Dean of the Krannert School of Management at Purdue University
- In office August 1, 1999 – June 30, 2010
- Preceded by: Dennis Weidenaar
- Succeeded by: Jerry Lynch (Interim)

Personal details
- Born: May 18, 1947 (age 79) Jackson, Michigan
- Education: Michigan State University Loyola University Chicago University of Iowa

= Richard A. Cosier =

American academic

Richard A. Cosier (born May 18, 1947) is an American academic. He is Leeds Professor of Management and Co-Director, Burton D. Morgan Center for Entrepreneurship. He was the Dean of the Krannert School of Management at Purdue University from August 1, 1999 to June 30, 2010. In the 1990s, Cosier was dean of the Michael F. Price College of Business at the University of Oklahoma. He was the 2008-2009 chair of the Association to Advance Collegiate Schools of Business in Tampa, Florida.

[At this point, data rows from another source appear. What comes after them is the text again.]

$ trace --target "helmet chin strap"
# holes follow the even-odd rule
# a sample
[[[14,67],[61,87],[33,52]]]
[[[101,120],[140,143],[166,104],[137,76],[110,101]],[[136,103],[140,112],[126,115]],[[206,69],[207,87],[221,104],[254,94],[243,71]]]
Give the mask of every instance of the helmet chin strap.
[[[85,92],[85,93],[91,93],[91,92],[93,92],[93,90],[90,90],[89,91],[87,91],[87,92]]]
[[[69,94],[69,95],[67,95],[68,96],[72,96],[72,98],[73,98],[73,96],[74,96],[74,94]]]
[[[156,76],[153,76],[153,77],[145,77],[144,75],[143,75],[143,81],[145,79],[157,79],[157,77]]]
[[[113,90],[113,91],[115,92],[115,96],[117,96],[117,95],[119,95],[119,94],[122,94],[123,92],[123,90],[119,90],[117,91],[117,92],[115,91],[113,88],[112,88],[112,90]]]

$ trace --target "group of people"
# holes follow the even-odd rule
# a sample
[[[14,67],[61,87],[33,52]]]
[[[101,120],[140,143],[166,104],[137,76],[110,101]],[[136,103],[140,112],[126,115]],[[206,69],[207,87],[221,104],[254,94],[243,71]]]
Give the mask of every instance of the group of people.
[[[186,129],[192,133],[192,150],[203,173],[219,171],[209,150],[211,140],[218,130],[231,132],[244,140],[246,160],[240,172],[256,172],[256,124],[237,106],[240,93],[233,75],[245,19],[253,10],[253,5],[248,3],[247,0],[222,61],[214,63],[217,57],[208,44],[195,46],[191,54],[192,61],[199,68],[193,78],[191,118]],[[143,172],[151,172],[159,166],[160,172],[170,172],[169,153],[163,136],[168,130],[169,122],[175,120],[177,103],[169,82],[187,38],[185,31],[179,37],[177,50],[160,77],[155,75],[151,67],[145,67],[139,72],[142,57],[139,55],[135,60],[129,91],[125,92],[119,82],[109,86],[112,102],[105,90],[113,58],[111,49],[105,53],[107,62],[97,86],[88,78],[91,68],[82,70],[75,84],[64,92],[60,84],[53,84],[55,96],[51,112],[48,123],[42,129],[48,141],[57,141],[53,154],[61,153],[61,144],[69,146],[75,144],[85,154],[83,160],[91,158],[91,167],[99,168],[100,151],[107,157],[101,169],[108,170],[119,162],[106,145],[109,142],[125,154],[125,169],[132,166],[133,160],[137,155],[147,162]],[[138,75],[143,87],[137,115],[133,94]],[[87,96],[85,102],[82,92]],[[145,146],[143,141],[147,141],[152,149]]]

He received his Bachelor of Arts degree from the School of Packaging at Michigan State University in 1969, his Master of Business Administration from Loyola University Chicago in 1972 and his PhD from the University of Iowa in 1975.

Cosier serves on the Board of Directors of Kite Realty Group in Indianapolis, Indiana and Roll Coater Inc., also based in Indianapolis. He has served on the Board of Directors for First Fidelity Bank, N.A. of Oklahoma City, Oklahoma, Century, Inc. of Midwest City, Oklahoma, and Bank One of Lafayette, Indiana.

Cosier stepped down as dean of Krannert effective June 30, 2010. He will retain his position as Leeds Professor of Management and became the Avrum and Joyce Gray Director of the Burton D. Morgan Center for Entrepreneurship at Purdue beginning January 1, 2011 following a six-month sabbatical in the fall of 2010.